Nebular line profiles can be thought of as flattened (2D) CAT scans of the supernova ejecta. The extremely high expansion velocities (up to ~10,000 km/s) Doppler-broaden the emission lines, so the observed line profile effectively maps the cross-sectional brightness at each line-of-sight velocity slice. In the simplest case—a uniform, glowing sphere of gas (left video)—those cross-sections are circles (A = πr2), producing a smooth, parabolic line shape. If instead some material is missing from the center, forming a thick spherical shell (right video), the smaller inner parabola is subtracted from the larger one, flattening the top of the line profile. We indeed observe such flat-topped profiles in the intermediate-mass elements of normal Type Ia supernovae, indicating that these elements reside in the outer layers of the ejecta.

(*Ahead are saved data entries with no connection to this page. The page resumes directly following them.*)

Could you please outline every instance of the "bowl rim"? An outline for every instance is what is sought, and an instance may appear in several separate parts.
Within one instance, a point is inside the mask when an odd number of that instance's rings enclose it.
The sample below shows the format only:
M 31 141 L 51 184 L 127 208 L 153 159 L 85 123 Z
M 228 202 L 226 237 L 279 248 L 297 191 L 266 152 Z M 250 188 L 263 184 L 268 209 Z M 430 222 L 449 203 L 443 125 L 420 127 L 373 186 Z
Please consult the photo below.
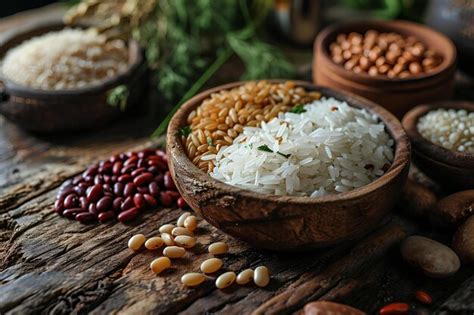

Layered ejecta in normal SN Ia
The above element distributions were derived from the nebular line profiles of the normal Type Ia supernova SN 2024gy. Although the geometry is more complex than a uniform sphere, the same physical principles apply. The ejecta show a clear layered structure: the stable iron-group elements (traced by 58Ni, produced at the highest densities), the radioactive iron-group elements (traced by 56Co, from slightly lower-density burning), and the intermediate-mass elements (traced by Ar and Ca, formed at still lower densities) each occupy distinct regions. This stratification indicates that the explosion involved a detonation—a fast, supersonic burning phase that prevents strong mixing between layers. Detailed analysis of novel features in the [Ni II] and [Ni III] lines (singly and doubly ionized nickel) further suggests that SN 2024gy resulted from a near-Chandrasekhar-mass white dwarf that exploded via a delayed detonation.